Chit chit. Chit chit chit. Chit.

“Oh, fuck it,” he said, and threw back the covers.

Charlotte sighed. “I really was asleep, you know.”

“Since I’m going down, you want anything?” he asked, pulling on his boxers.

“You’re still hungry?”

“We didn’t exactly have dinner.”

“I guess not. Bring me up some crackers and cream cheese or something.”

“That’s it?”

“Jesus, just go.”

She flopped back down on the bed and pulled the covers up over her head. Within seconds, she felt herself falling back to sleep.

And then it was her turn to be awakened by a now familiar sound.

Chit chit. Chit. Chit chit chit.

And then:

Ding!

She opened her eyes and sat up in bed. Charlotte reached over for Bill, but her hand hit mattress. She patted around, confirmed that he was not there.

Ding? she thought.

That was the sound a typewriter made when you reached the end of the line. It was the signal to hit the carriage return. That had never been part of the ringtone programmed into the phone.

That sounded like a real typewriter.

Like the typewriter downstairs.

So what the hell was Bill doing playing with that damn thing at—she looked at the clock—10:34 P.M.

Boy, she’d fallen back asleep quickly. But even though Bill had not been gone long, all he had to do was mute a phone and grab something to eat. Why stay downstairs and goof around with the typewriter?

“God,” she said, slipping out from under the covers. As she pulled on an oversize T-shirt, she couldn’t help but wonder if she had traded a man for whom she’d lost all love for a man who was an enormous pain in the ass.

“Hey!” she called out as she headed for the bedroom door. “What the hell are you doing?”

As she approached the top of the stairs she noticed there were no lights on in the kitchen.

“Bill?” she called. “What’s going on?”

No reply.

“You’re freaking me out.

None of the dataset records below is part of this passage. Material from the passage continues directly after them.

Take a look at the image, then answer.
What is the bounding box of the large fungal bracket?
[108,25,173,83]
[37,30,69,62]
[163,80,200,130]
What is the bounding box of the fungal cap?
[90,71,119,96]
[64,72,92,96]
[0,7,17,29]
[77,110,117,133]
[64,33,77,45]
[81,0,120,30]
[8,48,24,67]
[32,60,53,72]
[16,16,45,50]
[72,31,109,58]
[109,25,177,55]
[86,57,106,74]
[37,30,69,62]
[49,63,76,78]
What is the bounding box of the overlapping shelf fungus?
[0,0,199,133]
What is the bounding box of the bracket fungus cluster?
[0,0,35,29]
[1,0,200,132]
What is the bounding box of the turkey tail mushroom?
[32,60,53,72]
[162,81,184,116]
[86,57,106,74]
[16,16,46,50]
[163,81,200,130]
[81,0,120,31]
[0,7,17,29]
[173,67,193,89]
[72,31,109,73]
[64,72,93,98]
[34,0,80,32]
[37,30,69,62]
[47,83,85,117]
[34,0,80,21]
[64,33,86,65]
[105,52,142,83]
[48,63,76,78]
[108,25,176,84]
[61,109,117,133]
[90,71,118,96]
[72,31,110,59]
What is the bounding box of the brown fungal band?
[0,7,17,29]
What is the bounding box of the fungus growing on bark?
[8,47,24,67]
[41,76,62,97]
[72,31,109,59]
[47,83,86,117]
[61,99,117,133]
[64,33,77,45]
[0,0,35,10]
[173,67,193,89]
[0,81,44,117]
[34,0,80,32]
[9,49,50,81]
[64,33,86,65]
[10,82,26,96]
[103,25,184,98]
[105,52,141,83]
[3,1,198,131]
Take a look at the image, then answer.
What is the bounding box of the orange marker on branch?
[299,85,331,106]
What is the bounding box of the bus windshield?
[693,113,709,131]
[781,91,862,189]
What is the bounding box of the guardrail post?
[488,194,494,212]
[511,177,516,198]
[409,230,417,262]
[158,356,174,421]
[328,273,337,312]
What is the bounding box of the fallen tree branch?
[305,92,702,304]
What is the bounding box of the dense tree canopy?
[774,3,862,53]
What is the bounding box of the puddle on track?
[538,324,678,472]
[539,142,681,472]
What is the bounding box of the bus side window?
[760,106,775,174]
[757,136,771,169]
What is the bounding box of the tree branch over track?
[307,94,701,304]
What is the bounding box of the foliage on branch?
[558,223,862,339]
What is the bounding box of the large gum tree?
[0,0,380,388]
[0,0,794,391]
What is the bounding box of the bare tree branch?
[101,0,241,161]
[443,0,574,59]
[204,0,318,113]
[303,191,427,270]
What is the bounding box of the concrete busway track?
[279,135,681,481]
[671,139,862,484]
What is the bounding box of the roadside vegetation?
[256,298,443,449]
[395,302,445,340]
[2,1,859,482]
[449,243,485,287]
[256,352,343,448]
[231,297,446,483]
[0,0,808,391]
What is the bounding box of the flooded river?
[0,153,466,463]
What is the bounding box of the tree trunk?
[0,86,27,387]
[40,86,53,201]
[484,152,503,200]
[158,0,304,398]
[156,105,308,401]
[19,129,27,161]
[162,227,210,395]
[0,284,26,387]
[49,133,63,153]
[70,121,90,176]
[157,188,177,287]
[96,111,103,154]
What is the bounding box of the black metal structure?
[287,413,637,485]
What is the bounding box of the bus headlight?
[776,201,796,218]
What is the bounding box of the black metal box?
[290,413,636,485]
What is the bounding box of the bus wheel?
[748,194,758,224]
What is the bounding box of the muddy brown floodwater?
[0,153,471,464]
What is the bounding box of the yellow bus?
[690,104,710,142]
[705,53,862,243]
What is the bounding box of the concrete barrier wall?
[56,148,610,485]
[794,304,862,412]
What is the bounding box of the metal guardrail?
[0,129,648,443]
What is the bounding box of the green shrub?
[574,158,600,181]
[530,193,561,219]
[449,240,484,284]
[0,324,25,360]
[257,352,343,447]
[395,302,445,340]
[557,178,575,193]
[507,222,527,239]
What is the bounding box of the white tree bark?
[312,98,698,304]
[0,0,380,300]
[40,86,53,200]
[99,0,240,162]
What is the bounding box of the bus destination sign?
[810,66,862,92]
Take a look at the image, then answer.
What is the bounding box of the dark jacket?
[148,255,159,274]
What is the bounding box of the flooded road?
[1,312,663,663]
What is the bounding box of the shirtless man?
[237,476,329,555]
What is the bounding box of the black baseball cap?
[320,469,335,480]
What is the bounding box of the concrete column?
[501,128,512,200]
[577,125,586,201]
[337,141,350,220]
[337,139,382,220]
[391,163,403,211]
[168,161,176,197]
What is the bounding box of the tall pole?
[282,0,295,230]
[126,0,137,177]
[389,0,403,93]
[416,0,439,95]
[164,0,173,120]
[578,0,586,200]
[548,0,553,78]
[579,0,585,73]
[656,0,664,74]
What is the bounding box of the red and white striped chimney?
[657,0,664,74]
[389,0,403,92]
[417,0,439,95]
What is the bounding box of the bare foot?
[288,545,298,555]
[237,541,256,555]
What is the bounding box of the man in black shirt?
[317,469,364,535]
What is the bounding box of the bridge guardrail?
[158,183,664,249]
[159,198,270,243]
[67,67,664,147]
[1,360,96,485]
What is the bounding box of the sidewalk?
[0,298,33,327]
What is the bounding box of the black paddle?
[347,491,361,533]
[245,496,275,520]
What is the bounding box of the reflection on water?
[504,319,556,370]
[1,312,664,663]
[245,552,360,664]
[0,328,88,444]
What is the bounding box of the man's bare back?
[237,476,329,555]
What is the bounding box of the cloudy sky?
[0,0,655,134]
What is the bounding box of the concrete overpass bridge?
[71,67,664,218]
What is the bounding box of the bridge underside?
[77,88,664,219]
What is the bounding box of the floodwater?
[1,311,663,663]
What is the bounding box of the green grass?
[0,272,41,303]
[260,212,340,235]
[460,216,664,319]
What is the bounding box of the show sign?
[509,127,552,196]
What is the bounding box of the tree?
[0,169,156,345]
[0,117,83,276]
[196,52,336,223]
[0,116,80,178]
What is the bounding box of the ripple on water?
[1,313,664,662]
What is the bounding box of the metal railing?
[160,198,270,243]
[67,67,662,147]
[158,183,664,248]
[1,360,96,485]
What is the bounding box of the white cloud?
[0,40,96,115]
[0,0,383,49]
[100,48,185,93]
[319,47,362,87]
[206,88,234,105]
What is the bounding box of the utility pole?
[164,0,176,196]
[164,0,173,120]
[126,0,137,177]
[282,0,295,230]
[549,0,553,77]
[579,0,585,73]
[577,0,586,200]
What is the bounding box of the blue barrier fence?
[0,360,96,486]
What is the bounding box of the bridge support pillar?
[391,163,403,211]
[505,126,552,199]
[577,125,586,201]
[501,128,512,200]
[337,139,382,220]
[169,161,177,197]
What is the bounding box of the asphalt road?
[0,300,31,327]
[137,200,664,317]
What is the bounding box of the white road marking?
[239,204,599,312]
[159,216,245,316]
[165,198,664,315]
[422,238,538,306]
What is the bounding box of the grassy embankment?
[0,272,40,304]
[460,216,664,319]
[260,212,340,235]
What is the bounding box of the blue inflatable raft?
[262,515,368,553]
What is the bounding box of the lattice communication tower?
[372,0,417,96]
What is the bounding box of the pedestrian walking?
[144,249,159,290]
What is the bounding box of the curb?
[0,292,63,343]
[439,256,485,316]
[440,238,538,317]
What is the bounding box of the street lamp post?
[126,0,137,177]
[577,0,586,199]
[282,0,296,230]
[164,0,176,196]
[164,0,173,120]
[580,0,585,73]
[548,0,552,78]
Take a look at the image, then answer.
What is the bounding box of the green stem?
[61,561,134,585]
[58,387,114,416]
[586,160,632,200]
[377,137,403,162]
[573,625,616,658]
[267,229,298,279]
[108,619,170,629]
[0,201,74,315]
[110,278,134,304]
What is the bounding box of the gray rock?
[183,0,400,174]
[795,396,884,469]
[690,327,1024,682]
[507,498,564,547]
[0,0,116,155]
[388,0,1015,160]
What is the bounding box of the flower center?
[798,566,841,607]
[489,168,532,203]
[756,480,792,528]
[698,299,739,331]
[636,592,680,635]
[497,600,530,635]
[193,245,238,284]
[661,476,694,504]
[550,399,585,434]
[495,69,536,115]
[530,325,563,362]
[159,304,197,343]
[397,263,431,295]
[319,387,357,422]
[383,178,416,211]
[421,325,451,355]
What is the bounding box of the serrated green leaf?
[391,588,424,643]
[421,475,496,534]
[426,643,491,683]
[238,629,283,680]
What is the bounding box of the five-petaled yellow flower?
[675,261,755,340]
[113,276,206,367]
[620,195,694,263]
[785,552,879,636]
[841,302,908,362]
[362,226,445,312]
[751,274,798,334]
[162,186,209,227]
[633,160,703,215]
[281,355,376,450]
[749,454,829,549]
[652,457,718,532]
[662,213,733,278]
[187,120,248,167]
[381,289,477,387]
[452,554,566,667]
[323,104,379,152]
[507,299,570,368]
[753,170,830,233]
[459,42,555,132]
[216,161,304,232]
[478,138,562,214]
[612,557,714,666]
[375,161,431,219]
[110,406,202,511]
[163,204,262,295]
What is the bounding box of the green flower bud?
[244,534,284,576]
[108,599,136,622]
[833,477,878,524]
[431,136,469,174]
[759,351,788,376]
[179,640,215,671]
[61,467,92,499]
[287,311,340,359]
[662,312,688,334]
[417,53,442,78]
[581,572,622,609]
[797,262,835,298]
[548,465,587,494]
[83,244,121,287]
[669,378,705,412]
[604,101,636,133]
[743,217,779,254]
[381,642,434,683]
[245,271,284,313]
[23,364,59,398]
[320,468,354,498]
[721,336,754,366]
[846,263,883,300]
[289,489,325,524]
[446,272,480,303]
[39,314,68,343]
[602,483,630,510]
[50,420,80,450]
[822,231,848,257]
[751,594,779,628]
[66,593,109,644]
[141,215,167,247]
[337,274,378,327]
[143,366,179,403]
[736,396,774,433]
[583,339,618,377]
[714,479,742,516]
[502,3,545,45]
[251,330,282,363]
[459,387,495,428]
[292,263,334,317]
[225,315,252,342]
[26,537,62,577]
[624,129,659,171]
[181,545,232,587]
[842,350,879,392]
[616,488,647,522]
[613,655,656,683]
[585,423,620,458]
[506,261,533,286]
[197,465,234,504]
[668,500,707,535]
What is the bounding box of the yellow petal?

Talk to me, for Christ’s sake.”

She slowly descended the stairs, step by step. Listening.

There wasn’t any sound coming from the kitchen. Even the typewriter had gone silent.

“Bill?”

As she went to step onto the kitchen floor, her hand reached for the light switch.

Standing there, directly in front of her, was a very tall, heavy-set man. Definitely not Bill. The first clue was that he was fully clothed.

The second was that he was wearing a name tag. It read: LEN.

“Hi,” he said, and then closed his meaty hands around her neck.

Charlotte barely had a moment to scream.





Sixty-One

It took three cups of tea—followed by two glasses of wine—before Anna was ready to do what she knew she had to do.

But now that she’d worked up her courage for a showdown with Charlotte Davis, Anna worried that she had left it too late.

It was dark out. It was after ten.

Chances were Charlotte was already in bed. With, or without, Bill Myers.

Whoa, Anna thought.

Why hadn’t she considered that possibility? That when and if she went to see Charlotte, Myers would be there.

She had to stop thinking that way. She was looking for excuses not to go.

I am going to do this.

And catching Charlotte off guard, possibly waking her up, well, so what? That might work to Anna’s advantage. The thing was, Anna knew she wasn’t going to be able to get to sleep tonight. So what if she kept someone else up, too?

As for Myers, she’d look for his car. If she drove over there and saw it in Charlotte’s driveway, she’d reassess at that point.

Charlotte might not even be home. She could be at Myers’s house. Would she go back there? She’d make that decision if and when she had to.

Anna went upstairs and rapped lightly on her father’s door.

“Hello?”

She pushed the door open. Frank was under the covers, in his pajamas.

“Sorry,” she said. “I’m going to go do this thing I was telling you about. I’ll be back soon.”

“What time is it?”

“It’s late. Go back to sleep.”

“Where are you going?”

“I’ll tell you all about it in the morning. Rosie won’t be here. It’s too late for her to come over. You’ll be fine for a while, okay?”

Her father said sure.

Back downstairs, she pulled on a light jacket, turned off a few lights, and decided she would exit the house from the office wing. As she was passing through, she heard the familiar ding of an incoming email. She slipped in behind her desk and discovered not one new email, but five, from patients about rescheduled appointments.